I’ve seen this kind of thing come up several times … There are resources within CICS that some process running outside of CICS needs to access. How can you do it? One answer is EXCI … This will be a brief introduction to EXCI.
EXCI refers to the External CICS Interface. This interface has been around for a long time and it allows a non-CICS program to call a CICS program, and pass information back and forth via the programs’ commarea. The non-CICS program (often a batch program) is considered the “client”, and the CICS program is considered the “server.”
The applications programmer would need to choose the programming interface to be used by the client program. There are two types of programming interfaces – the EXCI CALL interface, and the EXEC CICS interface. The EXEC CICS interface is the simpler method, but would be less efficient if a large number of calls were to be performed. The EXCI CALL interface is more difficult to understand and code, but is much more efficient, especially if a large number of calls are to be made.
The EXCI CALL interface consists of six commands, which are detailed in the CICS External Interfaces Guide:
- DPL call
The first three commands establish a connection from the non-CICS client program to the CICS server program, and the final two commands close the connection. Once a connection to the server program is established, as many DPL (Distributed Program Link) calls can be made as desired before closing the connection.

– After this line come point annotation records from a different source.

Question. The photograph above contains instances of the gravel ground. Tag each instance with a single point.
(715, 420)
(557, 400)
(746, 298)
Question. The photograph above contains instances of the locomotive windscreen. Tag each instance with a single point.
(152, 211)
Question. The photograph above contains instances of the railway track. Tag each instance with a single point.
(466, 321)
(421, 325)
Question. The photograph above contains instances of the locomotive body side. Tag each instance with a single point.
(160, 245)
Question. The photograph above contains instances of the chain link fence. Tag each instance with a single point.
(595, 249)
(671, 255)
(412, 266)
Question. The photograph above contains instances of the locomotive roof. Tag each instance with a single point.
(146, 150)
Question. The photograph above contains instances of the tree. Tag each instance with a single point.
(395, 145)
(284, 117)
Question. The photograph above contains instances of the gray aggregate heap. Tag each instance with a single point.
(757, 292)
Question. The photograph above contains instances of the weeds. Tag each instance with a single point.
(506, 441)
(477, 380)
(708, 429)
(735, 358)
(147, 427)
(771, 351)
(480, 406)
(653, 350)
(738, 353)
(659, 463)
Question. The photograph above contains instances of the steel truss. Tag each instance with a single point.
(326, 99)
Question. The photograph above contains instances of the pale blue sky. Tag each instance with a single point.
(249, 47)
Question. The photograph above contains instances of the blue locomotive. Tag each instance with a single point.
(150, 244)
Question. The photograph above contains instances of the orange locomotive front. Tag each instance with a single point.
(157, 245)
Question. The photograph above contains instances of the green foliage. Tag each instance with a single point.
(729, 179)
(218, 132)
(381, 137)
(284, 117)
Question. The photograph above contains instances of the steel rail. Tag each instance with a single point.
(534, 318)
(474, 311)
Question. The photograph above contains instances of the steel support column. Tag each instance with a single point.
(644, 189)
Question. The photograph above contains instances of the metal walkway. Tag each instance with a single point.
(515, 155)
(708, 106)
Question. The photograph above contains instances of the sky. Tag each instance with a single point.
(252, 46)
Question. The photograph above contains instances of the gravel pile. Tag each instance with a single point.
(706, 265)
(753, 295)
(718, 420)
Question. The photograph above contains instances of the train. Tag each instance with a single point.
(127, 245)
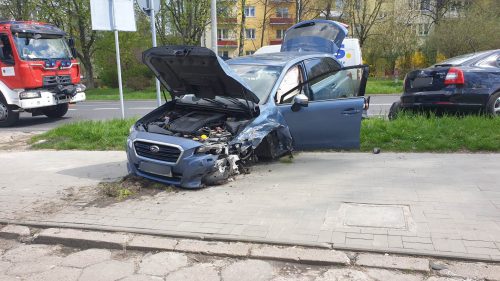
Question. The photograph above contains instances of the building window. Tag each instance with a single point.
(425, 5)
(222, 34)
(250, 33)
(280, 33)
(249, 11)
(282, 12)
(224, 54)
(423, 29)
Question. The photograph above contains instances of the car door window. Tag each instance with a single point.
(291, 80)
(6, 55)
(328, 81)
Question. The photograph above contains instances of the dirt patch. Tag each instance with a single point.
(15, 140)
(130, 187)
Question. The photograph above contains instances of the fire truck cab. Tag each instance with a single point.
(39, 73)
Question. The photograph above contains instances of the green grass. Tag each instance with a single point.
(408, 133)
(418, 133)
(113, 94)
(86, 135)
(376, 86)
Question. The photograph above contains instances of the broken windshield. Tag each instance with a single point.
(260, 78)
(30, 48)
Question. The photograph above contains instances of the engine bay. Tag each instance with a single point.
(205, 127)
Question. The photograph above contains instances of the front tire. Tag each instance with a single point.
(493, 105)
(8, 117)
(56, 111)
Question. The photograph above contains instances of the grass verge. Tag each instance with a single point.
(376, 86)
(86, 135)
(408, 133)
(128, 94)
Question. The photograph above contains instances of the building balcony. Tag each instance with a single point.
(227, 43)
(229, 20)
(281, 21)
(275, 41)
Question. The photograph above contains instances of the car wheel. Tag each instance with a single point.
(8, 117)
(394, 110)
(56, 111)
(493, 105)
(267, 149)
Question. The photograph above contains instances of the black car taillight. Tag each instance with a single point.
(454, 76)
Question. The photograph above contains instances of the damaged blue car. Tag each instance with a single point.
(227, 113)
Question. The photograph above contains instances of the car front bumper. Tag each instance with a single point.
(187, 171)
(49, 99)
(443, 100)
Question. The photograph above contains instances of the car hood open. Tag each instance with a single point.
(196, 70)
(324, 36)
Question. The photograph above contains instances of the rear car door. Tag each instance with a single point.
(332, 118)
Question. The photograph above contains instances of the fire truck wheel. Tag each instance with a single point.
(7, 116)
(56, 111)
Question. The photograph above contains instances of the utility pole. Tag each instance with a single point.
(213, 25)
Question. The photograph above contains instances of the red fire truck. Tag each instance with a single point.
(39, 73)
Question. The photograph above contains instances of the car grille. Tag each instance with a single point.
(165, 153)
(52, 81)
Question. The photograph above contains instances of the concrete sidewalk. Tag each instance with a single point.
(429, 204)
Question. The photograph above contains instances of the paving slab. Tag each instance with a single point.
(162, 263)
(56, 273)
(248, 270)
(393, 262)
(82, 239)
(107, 270)
(472, 270)
(312, 256)
(12, 231)
(199, 272)
(233, 249)
(86, 258)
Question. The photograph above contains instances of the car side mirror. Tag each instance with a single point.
(299, 101)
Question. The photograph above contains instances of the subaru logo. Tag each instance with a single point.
(154, 149)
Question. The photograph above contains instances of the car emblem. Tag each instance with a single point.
(154, 148)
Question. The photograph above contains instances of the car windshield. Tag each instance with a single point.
(260, 78)
(461, 59)
(30, 48)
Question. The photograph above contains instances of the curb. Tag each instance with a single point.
(304, 255)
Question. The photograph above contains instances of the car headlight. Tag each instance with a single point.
(80, 88)
(30, 95)
(210, 149)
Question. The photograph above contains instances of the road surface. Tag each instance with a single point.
(102, 110)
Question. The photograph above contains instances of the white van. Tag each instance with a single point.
(348, 55)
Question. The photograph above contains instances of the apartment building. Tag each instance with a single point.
(265, 24)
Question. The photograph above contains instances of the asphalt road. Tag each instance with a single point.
(101, 110)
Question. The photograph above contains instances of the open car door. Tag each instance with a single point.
(327, 109)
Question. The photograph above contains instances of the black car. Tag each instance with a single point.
(465, 83)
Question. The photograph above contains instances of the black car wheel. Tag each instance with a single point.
(493, 105)
(394, 110)
(56, 111)
(7, 116)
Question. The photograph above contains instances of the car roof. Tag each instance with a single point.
(277, 59)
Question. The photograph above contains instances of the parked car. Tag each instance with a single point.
(261, 106)
(465, 83)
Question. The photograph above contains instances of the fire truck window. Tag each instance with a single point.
(6, 49)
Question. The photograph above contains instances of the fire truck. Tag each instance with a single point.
(39, 73)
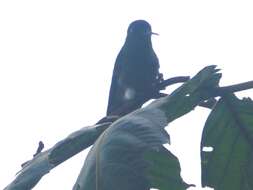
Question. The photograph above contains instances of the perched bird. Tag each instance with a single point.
(136, 71)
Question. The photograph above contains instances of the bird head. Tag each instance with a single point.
(140, 29)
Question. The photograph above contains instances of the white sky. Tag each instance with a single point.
(56, 61)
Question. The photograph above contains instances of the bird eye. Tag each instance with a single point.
(131, 30)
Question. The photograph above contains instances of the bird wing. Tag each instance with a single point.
(115, 89)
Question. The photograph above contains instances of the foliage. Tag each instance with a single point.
(129, 153)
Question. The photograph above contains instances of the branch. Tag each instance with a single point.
(172, 81)
(41, 164)
(220, 91)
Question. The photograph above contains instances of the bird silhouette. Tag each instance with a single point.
(136, 71)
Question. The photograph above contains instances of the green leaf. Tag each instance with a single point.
(164, 172)
(229, 133)
(129, 154)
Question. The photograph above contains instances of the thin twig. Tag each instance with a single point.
(219, 91)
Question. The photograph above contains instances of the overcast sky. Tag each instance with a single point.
(56, 61)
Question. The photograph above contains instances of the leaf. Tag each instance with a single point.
(228, 133)
(125, 157)
(33, 170)
(164, 172)
(162, 111)
(129, 154)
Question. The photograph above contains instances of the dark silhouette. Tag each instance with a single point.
(136, 71)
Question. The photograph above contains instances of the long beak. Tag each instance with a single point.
(153, 33)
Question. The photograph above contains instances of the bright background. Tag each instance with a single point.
(56, 61)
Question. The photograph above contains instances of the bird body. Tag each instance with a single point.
(136, 71)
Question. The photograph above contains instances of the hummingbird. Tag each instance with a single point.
(136, 71)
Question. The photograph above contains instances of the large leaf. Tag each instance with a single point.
(180, 102)
(227, 145)
(129, 154)
(126, 155)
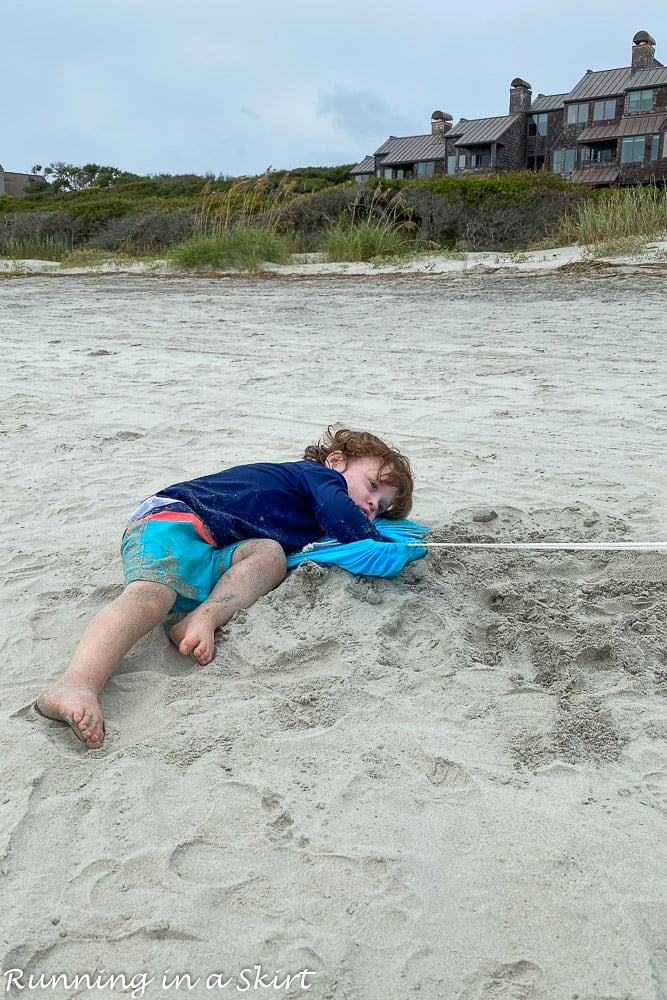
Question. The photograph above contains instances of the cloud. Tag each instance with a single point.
(361, 113)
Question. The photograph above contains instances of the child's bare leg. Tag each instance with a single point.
(258, 566)
(110, 635)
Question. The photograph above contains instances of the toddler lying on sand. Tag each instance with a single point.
(213, 545)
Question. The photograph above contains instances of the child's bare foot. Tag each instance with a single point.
(194, 636)
(79, 708)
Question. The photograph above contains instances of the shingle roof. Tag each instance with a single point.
(632, 125)
(595, 175)
(367, 166)
(410, 148)
(547, 102)
(482, 130)
(648, 78)
(605, 83)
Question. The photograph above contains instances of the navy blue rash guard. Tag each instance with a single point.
(294, 503)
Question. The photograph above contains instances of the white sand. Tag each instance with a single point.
(449, 785)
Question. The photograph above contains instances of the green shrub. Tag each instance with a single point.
(244, 248)
(144, 234)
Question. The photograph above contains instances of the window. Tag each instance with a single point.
(537, 125)
(563, 161)
(632, 149)
(577, 114)
(640, 100)
(604, 110)
(603, 152)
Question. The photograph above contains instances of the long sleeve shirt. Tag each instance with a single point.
(294, 503)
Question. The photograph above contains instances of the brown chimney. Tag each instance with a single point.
(643, 52)
(440, 123)
(521, 96)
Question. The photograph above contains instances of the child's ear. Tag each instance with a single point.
(336, 460)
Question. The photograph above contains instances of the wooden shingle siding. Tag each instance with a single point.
(589, 132)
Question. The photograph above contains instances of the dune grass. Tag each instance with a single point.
(243, 248)
(36, 246)
(618, 221)
(365, 240)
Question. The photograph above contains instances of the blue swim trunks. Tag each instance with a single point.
(173, 547)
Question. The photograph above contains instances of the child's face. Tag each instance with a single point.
(363, 484)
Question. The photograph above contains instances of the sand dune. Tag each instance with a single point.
(448, 785)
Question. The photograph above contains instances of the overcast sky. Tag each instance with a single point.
(234, 86)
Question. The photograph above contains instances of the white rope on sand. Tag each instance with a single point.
(537, 546)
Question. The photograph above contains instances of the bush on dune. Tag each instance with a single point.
(244, 248)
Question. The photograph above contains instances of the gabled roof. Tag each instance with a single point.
(595, 174)
(547, 102)
(631, 125)
(410, 149)
(367, 166)
(479, 131)
(604, 83)
(655, 77)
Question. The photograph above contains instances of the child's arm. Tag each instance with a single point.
(338, 515)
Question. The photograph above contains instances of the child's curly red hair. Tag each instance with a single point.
(395, 470)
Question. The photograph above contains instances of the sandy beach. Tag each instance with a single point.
(448, 785)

The EXEC CICS interface has only one command – EXEC CICS LINK PROGRAM – which performs all six commands of the EXCI CALL interface in one invocation. So a connection has to be established and closed for each call, where with the EXCI CALL interface, the connection is established and closed once.
There is really nothing special about the server program – it is just an ordinary commarea program, and is totally unaware that it is being called from outside of CICS.
There are sample client programs in the SDFHSAMP library from the CICS installation in Assembler (DFH$AXCC), COBOL (DFH0CXCC), PL/I (DFH$PXCC), and C (DFH$DXCC). The only sample server program in the SDFHSAMP library is in Assembler (DFH$AXCS), but remember that the server is nothing more than an ordinary commarea program.
To support a given EXCI application, the CICS Systems Programmer would have to define the system interface. The system interface is a connection/session pair, similar to those set up for MRO or LU6.2 communications. There are two different types of interfaces – generic and specific. There can be only one generic interface per CICS region, and multiple EXCI programs can use it. Multiple specific interfaces can be defined in a given CICS region, and only one specific client program can use each one.
There are sample connection/session definitions for generic and specific EXCI interfaces in the DFH$EXCI group. You may want to consider putting the SDFHEXCI library in the Link List, or else it will be required to be concatenated to the JOBLIB or STEPLIB in the client’s JCL.
Since the EXCI interface utilizes commarea, it is restricted to the same 32K limit that the commarea has. I look for IBM to update the EXCI interface, or to introduce a new interface, that can take advantage of channels and containers. Until then, it will be necessary to utilize a non-CICS facility, such as MQ, to pass more than 32K between a CICS program and a non-CICS program.
EXCI is a convenient way to call a CICS program from a non-CICS program. The CICS External Interfaces Guide will have all the details necessary for implementing, but this post will hopefully give you a good idea of what it’s all about before you dig into that.